Carta do Encontro de Bauru

O Encontro de 30 anos de luta por uma sociedade sem manicômios, realizado, nos dias 8 e 9 de dezembro de 2017, em Bauru (SP), aprovou nova carta, na qual reafirma que uma sociedade sem manicômios é uma sociedade democrática, uma sociedade que reconhece a legitimidade incondicional do outro como o fundamento da liberdade para todos e cada um.

Diante da atual conjuntura de avanço do conservadorismo e de redução de recursos para as políticas públicas sociais, com violento ataque ao Sistema Único de Saúde (SUS), é preciso reforçar a desconstrução do modelo asilar e combater a cada dia o manicômio em suas várias formas, do hospital psiquiátrico à comunidade terapêutica, incluindo o manicômio judiciário.

10 de dezembro, Dia Internacional dos Direitos Humanos

Em 10 de dezembro de 1948, a Organização das Nações Unidas (ONU) oficializou a Declaração Universal dos Direitos Humanos.
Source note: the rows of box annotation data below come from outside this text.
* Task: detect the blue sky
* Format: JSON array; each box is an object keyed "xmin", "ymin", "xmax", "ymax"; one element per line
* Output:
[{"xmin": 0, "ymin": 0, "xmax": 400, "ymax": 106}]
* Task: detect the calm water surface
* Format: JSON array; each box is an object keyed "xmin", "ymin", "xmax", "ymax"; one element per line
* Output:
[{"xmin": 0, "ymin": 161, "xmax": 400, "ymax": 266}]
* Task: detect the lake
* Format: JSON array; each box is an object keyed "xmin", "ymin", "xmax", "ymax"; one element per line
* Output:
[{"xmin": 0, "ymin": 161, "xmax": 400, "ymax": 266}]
Desde então, a data passou a ser comemorada mundialmente como o Dia Internacional dos Direitos Humanos. A declaração reconhece que “a dignidade é inerente à pessoa humana e é o fundamento da liberdade, da justiça e da paz no mundo” e proclama que os Direitos Humanos são universais, independentemente de cor, de raça, de credo, de orientação política, sexual ou religiosa.
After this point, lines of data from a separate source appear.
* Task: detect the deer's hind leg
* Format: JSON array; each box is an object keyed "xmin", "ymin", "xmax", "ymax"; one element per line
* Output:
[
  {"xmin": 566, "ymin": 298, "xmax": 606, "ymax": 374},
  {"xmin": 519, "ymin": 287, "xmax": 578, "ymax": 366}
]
A realidade supera as mais terríveis previsões no Brasil e no mundo em dezembro de 2017. Direitos básicos violados, fome, desigualdades, perseguições religiosas, torturas, fundamentalismos e intolerâncias. Segundo a Anistia Internacional, 58 defensores de Direitos Humanos foram assassinados no Brasil entre janeiro e agosto de 2017. O Brasil lidera o número de violência contra a população LGBT no mundo. Até 20 de setembro de 2017, foram contabilizadas 227 mortes de pessoas LGBTs, das quais 125 eram travestis e transsexuais. A cada 24 horas, morre um LGTB no Brasil.

O retrocesso no qual estamos imersos “tramita” também no Parlamento, nas decisões judiciais, no ódio nas ruas e nas redes sociais e, infelizmente, tem feito vítimas diariamente.
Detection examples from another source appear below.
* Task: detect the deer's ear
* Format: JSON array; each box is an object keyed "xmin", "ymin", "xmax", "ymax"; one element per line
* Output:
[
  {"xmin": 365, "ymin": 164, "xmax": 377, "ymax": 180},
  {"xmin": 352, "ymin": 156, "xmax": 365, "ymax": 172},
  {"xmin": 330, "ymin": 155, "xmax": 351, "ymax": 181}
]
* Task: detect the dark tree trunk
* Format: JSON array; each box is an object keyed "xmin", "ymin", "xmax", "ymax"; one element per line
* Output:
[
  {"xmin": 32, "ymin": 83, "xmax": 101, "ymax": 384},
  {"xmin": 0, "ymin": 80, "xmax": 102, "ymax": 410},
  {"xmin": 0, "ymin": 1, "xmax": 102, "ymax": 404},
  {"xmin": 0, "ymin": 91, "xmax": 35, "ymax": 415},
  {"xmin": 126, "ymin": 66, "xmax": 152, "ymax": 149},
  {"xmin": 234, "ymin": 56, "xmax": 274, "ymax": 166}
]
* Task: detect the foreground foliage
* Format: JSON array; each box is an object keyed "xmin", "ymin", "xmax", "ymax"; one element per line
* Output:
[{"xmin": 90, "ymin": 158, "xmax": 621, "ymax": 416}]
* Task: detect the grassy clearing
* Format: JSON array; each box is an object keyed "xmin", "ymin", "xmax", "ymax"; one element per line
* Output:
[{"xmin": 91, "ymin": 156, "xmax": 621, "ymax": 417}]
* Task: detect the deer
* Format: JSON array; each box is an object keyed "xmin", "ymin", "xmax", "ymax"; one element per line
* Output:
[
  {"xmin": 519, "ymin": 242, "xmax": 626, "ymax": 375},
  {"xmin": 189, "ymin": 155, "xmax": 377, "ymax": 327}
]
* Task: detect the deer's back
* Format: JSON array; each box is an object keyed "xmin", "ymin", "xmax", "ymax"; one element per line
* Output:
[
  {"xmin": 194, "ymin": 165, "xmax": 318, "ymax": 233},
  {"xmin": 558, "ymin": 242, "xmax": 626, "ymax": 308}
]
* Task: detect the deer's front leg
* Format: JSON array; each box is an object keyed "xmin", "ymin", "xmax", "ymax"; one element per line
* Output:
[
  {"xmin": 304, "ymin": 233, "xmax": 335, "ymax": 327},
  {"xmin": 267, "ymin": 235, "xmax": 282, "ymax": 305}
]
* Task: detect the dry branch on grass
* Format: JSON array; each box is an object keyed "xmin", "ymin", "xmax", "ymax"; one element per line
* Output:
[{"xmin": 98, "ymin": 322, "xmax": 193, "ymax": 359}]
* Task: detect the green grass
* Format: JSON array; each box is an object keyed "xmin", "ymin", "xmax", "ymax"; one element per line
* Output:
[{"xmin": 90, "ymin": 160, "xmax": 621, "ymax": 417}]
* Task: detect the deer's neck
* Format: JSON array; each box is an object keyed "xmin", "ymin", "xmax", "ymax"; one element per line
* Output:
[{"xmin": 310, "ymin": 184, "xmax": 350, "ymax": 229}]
Compromisso da Comissão de Direitos Humanos do CFP

A Comissão de Direitos Humanos do Conselho Federal de Psicologia (CFP) vem reafirmar seu comprometimento pelos direitos de todas e todos e chamar psicólogas, psicólogos e a sociedade brasileira a refletir sobre realidade na qual vivemos. Chega de violência, chega de mortes, chega de violações de direitos.

Resistir nunca foi tão necessário. Nenhum direito a menos.

Neste 10 de dezembro de 2017, lembramos que o VIII Seminário Nacional de Psicologia e Direitos Humanos está marcado para os dias 27 e 28 de abril de 2018. As inscrições poderão ser feitas na internet a partir de 15 de janeiro.